Saat mereka bertengkar aku selalu berusaha menemani nenek dan menghiburnya. Beliau mau jalan-jalan atau menginginkan sesuatu, aku akan memberikannya.
Suatu hari, Nenek dan mama bertengkar hebat tanpa menemukan solusi. Puncaknya Nenek memita aku membelikan beliau tiket pulang ke Banjarmasin. Sebagai cucu yang baik, aku mewujudkan keinginan beliau yang berujung dimarahi oleh mama. Karena mama belum sempat meminta maaf.
©©©©©
Beberapa Bulan Kemudian
Paman Heri memberikan kabar pada mama bahwa nenek mengalami kecelakaan diserempet oleh motor, beliau menolak mendaptkan perawatan dirumah sakit. Mama memesan tiket untuk lusa karena masih ada pekerjaan yang harus diselesaikan.
Keesokan harinya, mama sedang menengok salah satu adik kakek yang sakit pada sebuah rumah sakit bersama adikku dan suaminya. Aku baru saja selesai rapat di kantor, langsung mendapatkan telepon dari tante Lina yang mengabarkan Nenek baru saja meninggal dunia. Aku merasa shock dan tidak percaya. Baru kemarin mendengar berita kecelakaan Nenek, sekarang beliau sudah menghebuskan nafas terakhir.
Aku mencoba telepon mama untuk memberikan kabar, ternyata adikku yang mengangkat telepon. Naila bilang mama langsung pingsan setelah menerima kabar tersebut.
Mama memutuskan memsan tiket hari itu juga untuk ke Banjarmasin, agar bisa cepat bertemu dan memandikan jenazah Nenek. Aku dan Papa menemani perjalanan Mama pulang ke sana. Mama menangis selama perjalanan dari rumah, di bandara sampai dalam pesawat. Papa setia memeluk, mengelus punggung mama dan mengucapkan kata tabah tanpa henti.
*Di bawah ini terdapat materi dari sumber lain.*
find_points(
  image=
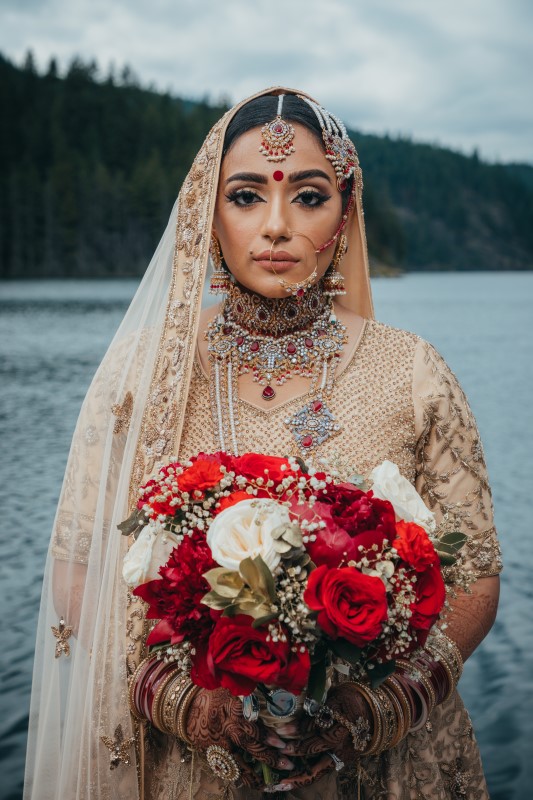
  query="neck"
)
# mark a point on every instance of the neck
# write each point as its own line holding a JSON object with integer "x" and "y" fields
{"x": 275, "y": 317}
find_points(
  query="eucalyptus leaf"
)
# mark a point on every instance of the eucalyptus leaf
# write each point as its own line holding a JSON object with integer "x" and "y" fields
{"x": 263, "y": 620}
{"x": 258, "y": 577}
{"x": 454, "y": 539}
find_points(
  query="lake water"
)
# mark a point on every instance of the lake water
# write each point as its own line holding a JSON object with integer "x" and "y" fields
{"x": 52, "y": 336}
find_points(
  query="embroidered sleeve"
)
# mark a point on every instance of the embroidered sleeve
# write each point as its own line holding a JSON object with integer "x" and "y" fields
{"x": 451, "y": 475}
Setelah melakukan perjalan sekitar dua jam, kami sampai di Banjarmasin. Mobil yang menjemput kami di bandara, langsung menuju ke rumah buyut, tempat jenazah Nenek berada.
Kami tiba di rumah buyut, Papa masih menemani mama yang berjalan pelan karena masih shock dan sedih. Mama memasuki rumah buyut lalu menangis dengan keras karena penyesalan "Mah, kenapa pergi? Saya belum minta maaf karena pertengkaran terakhir kita. Mama cuma tidur kan, Mama gak mungkin pergi kan?. Mah, saya gak percaya kalau mama akan pergi secepat ini hiks...hiks...hiks..." beliau memeluk jenazah Nenek dengan terus menangis hingga sempat tersedak.
Mama terlihat masih dalam keadaan shock, beliau tidur disamping jenazah Nenek dan tidak mau makan sedikit pun. Aku dan Papa harus sedikit memaksa mama, karena bila beliau mau mengantar jenazah nenek, harus makan agar tidak lemah.
Semua proses pemakaman berjalan dengan lancer dan khidmat, kami sekeluarga langsung kembali ke rumah Buyut. Mama memutuskan untuk tinggal lebih lama di Banjarmasin untuk bisa melakukan Tahlil/ Pengajian 7 hari meninggalnya Nenek. Papa dan aku pulang duluan ke Jakarta karena harus kerja.
Hubungan Nenek dan mama mengajarkan aku, Ibu dan anak perbedaan pendapat akan terjadi namun bila cepat menemukan solusi akan saling bahagia, bila tidak maka rasa egois yang menimbulkan penyesalan.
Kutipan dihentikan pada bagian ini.